To James Madison from Maurice Lisle, 12 October 1807

Tortola October 12th. 1807.


I did myself the pleasure of Writing to you on the 4th. of June last acknowledging the Receipt of the Commission the President had been pleased to honor me with, and your Letter accompanying the same.

Since, few American Vessels have been sent into this Port, and I have been fortunate in obtaining the discharge of all the American Seamen impressed in the Island.

The reasons assigned by the Judge of the Vice Admiralty for awarding that the Claimants pay the Captors Expences, in the Case of the Brig Betsey Sanderson of Philadelphia, sent in about two Months since, appeared to me extraordinary, viz, because the Invoices were endorsed by the Spanish Consul in conformity with a late Order of that Government, and he observed that he should in all similar cases do the same, which was holding out the greatest encouragement for the Captors to send in all American Vessels bound to any of the Spanish Settlements; in fact, I have never known an Instance here of Costs or damages being ordered to be paid by the Captors in the most flagrant breaches of Neutrality, and it makes little difference to the Claimants whether Property be acquitted or condemned, for the Captors always appeal in hopes of obtaining a Sum of Money as a Compromise which the Danish Merchants have been in the habit of complying with.

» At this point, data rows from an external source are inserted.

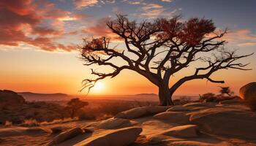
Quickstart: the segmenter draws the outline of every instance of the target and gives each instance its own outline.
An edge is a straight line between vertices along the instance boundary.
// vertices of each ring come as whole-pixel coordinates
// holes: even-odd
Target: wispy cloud
[[[249,29],[230,31],[223,39],[241,47],[256,46],[256,34]]]
[[[92,7],[97,4],[99,2],[98,0],[73,0],[73,1],[74,4],[78,9]]]
[[[72,44],[61,44],[56,39],[65,34],[64,21],[78,19],[78,15],[59,9],[47,1],[0,1],[0,45],[31,45],[48,51],[71,51]]]

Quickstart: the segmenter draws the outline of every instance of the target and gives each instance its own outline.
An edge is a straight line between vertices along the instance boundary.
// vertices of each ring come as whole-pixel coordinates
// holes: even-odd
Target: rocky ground
[[[0,145],[256,145],[256,113],[238,101],[147,107],[101,121],[0,128]]]

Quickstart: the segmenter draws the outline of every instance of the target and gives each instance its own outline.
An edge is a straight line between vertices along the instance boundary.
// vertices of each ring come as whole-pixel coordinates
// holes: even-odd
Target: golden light
[[[94,90],[99,91],[102,90],[102,88],[103,88],[102,82],[98,81],[95,83],[94,87]]]

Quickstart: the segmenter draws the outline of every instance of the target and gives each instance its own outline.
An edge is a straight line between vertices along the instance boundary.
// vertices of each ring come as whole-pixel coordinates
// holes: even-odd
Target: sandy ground
[[[227,105],[226,108],[244,109],[244,107],[240,105]],[[108,131],[99,129],[94,127],[99,122],[91,121],[76,121],[69,122],[61,124],[53,124],[49,126],[42,126],[39,128],[46,131],[45,133],[31,133],[26,131],[27,128],[11,126],[0,128],[0,145],[2,146],[21,146],[21,145],[47,145],[47,144],[56,134],[52,134],[50,128],[53,126],[64,126],[67,129],[79,126],[81,128],[91,127],[94,128],[92,134],[84,134],[77,136],[72,139],[67,140],[58,145],[69,146],[78,143],[85,139],[90,137],[101,135]],[[242,138],[230,138],[227,137],[220,137],[216,135],[210,135],[205,133],[201,133],[200,137],[197,138],[180,139],[171,137],[169,136],[163,136],[160,134],[162,131],[176,126],[178,124],[170,123],[167,122],[159,120],[150,117],[144,117],[132,120],[132,123],[135,126],[139,126],[143,128],[143,131],[136,142],[132,144],[132,146],[150,146],[150,145],[219,145],[219,146],[256,146],[256,139],[255,141],[249,141]],[[256,131],[255,131],[256,132]],[[151,139],[149,142],[148,139]]]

For some days we have been in a State of confusion here, occasioned by the very unjustifia⟨ble⟩ conduct of the Commanders of His Majesty’s Ships on this Station; merely from the report of a Master of a Vessel from Liverpool that Copenha⟨gen⟩ was taken on the 17th. of August by the Armame⟨nt⟩ in the Baltic, they have Captured and detained all American and Danish Vessels bound to or from the Islands of St. Croix and St. Thomas and have also cut out of the West End Harbour of St. Croix about fifteen Sail of American and Danish Vessels. All communication with those Islands is at an end and Flags have not received that respect and protection shewn them by the most uncivilized Cruizers. They are still without any Orders from England, and in my Opinion they will not receive any; if the Government had intended to take possession of the Danish Settlements in the West Indies, an express would have been sent out long since, but the Captors are anxiously looking out for Instructions to countenance their proceedings.

I am happy to find by the late Papers that the Treaty has been returned altered agreeably to the wishes of the President, and that the Aggression of Admiral Berkley does not receive the least countenance from the Ministry. I hope that the colonial Trade will be so regulated respecting circuitous Voyages as to give the Cruizers and Court no opening for detaining and condemning the Property of the Citizens of the United States of America. No additional Naval or other Military Force has arrived or is expected in the West Indies, that I have heard of I have the Honor to be, with great respect, Sir, Your most obedt. Servt.

Maur. Lisle

DNA: RG 59—ML—Miscellaneous Letters.